Der Atem der Geister

Der Wind war keine Brise, kein Luftzug, sondern ein keuchender Atem, der die Welt verschlang – schneidend, unbändig, undurchdringlich. Er riss die Oberfläche des Meeres auf, als wollte er es zerreißen, bloßlegen, ein Inneres hervorholen, das längst vergessen war: Salz, faulige Gischt, das süßlich-kranke Aroma von Verwesung, das nur das Wasser so mühelos konservieren konnte.
Ich stand auf Deck, oder vielleicht kniete ich, die Hände um das rostige Geländer geklammert, während der Himmel über mir in einem endlosen Schwärze-Unheil vibrierte. Eine Farbe, die es nicht gab, nicht geben durfte. Es war keine Nacht – es war der Raum zwischen den Sekunden, in dem die Zeit ihre Maske fallen ließ.
Das Schiff ächzte unter mir, ein sterbender Leviathan aus Holz, das längst jede Feuchtigkeit aufgesogen hatte, ein hungriger Kadaver, der sich dennoch gegen den Orkan aufbäumte. Jede Planke, jede geborstene Reling schrie, doch nicht vor Schmerz – es war ein Vorwurf, ein Vorbote. Der „Fliegende Holländer“ – ja, so hatte der Kapitän gelächelt, zynisch, nur eine alte Legende. Jetzt? Nur noch die Legende blieb; alles andere hatte sich längst aufgelöst.
Die Wellen türmten sich wie Monolithen, keine bloßen Bewegungen des Wassers, sondern Wesen, lebendig, voller Hass. Ihr Aufschlag auf den Bug war keine Reaktion auf den Sturm, sondern Absicht, ein gezielter Versuch, uns zu zermalmen. Und in jeder Welle, in jedem Schatten, glaubte ich Gesichter zu sehen – eingefroren im Schrecken, offene Münder, die niemals schrien.
„Was suchen sie hier?“ dachte ich, oder sprach ich es laut aus? Die Antwort war keine Worte, sondern ein Summen, eine Vibration tief in den Knochen, die mir das Gefühl gab, als wäre ich nie geboren worden, als sei mein Dasein nur ein Unfall, ein Fehler, der längst hätte korrigiert werden sollen.
Die Geister kamen in der Nacht.
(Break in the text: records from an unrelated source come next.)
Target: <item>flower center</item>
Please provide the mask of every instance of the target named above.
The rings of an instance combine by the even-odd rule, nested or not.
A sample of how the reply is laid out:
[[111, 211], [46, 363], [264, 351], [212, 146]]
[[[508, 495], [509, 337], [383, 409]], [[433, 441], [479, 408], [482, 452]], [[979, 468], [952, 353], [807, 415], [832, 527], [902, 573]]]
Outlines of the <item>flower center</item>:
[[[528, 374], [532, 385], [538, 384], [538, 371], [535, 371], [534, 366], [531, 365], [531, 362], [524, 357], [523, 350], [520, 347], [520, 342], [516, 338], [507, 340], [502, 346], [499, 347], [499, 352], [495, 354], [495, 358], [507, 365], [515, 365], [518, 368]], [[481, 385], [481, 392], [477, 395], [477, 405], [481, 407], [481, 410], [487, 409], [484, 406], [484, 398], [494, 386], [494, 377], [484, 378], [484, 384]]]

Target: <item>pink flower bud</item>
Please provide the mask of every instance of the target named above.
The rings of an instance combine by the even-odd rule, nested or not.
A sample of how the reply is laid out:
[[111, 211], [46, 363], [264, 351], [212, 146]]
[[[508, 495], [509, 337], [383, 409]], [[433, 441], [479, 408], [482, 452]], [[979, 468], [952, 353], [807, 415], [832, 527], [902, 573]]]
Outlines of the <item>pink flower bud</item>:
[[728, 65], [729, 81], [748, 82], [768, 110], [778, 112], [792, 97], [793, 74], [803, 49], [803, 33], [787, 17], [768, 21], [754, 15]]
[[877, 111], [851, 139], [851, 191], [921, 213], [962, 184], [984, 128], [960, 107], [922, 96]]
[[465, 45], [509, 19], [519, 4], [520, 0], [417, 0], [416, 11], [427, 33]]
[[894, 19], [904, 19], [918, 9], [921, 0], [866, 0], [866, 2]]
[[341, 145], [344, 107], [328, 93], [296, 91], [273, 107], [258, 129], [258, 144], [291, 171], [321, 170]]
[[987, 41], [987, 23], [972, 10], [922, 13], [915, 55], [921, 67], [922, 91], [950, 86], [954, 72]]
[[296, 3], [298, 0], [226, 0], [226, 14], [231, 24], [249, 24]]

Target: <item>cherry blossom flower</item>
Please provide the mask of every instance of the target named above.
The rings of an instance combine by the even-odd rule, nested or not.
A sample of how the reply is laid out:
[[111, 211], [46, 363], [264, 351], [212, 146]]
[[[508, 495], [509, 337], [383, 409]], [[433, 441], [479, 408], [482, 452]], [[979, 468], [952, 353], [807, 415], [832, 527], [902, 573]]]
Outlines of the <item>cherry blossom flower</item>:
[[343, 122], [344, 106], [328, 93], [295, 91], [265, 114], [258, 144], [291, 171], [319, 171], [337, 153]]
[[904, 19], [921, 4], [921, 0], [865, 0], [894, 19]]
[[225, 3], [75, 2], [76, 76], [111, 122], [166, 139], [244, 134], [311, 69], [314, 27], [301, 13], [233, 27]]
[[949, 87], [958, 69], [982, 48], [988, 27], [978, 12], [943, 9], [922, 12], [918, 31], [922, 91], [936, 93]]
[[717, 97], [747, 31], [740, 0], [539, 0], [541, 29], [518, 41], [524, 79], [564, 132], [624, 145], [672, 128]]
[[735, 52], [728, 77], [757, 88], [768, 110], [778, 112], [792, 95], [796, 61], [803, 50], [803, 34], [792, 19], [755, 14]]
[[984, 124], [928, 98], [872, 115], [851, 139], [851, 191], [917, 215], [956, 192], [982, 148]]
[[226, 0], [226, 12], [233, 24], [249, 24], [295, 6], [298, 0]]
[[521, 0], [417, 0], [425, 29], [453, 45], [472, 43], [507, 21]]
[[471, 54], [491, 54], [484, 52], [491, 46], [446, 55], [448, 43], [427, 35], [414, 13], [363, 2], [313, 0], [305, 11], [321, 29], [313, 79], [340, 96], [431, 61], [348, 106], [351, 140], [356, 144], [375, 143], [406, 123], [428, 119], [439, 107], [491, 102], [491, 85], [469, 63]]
Nicht so, wie man es sich vorstellt – kein Nebel, kein Wimmern –, sondern wie eine Abwesenheit, die sich in die Anwesenheit fraß. Sie waren die Schatten zwischen den Schatten, die Lücken zwischen dem Knarzen des Holzes, den stillen Sekunden, in denen der Sturm den Atem anhielt. Ihre Stimmen? Eine Mischung aus Chor und Stille, ein Widerhall von Schreien, die nie verklangen.
Und dann – ich weiß nicht, wie lange es gedauert hatte – sah ich sie. Die Schiffe. Keine Silhouetten, keine Segel, keine Rümpfe, sondern Abbilder von Schiffen, Ideen von Schiffen, Schatten, die sich in die Dunkelheit bohrten. Der „Holländer“ war unter ihnen, das wusste ich, obwohl keines von ihnen je existiert hatte. Es war mehr als ein Mythos, mehr als eine Warnung – es war ein Mahnmal für alles, was je verloren ging.
Der Orkan brüllte auf, ein schmerzhaftes Aufheulen, das das Trommelfell zu zerreißen drohte, und das Meer antwortete mit einem Schrei, der tiefer war als alles Menschliche. Ich hielt mich fest, die Finger blutend, spürte die Splitter in meiner Haut, während die Wellen uns verschluckten, nicht sanft, sondern wie ein Tier, das endlich seine Beute erreichte.
Und doch, inmitten des Chaos, lachte ich. Nicht aus Freude, nicht aus Wahnsinn, sondern weil ich plötzlich begriff: Wir waren nie die Kapitäne, nie die Seeleute, nie die Reisenden. Wir waren die Geister, die Ruinen, die Abdrücke von Geschichten, die niemand mehr erzählte.
Die Dunkelheit legte sich wie ein Vorhang, und ich wusste, dass es keine Rolle spielte, ob ich die Augen schloss. Der Fliegende Holländer, das Meer, die Geister – sie waren immer da gewesen. Und sie würden bleiben, lange nachdem ich zu Staub geworden war.
Wann hatte das alles begonnen? Fragte ich mich erneut. Aber die Antwort war ebenso irrelevant wie ich selbst.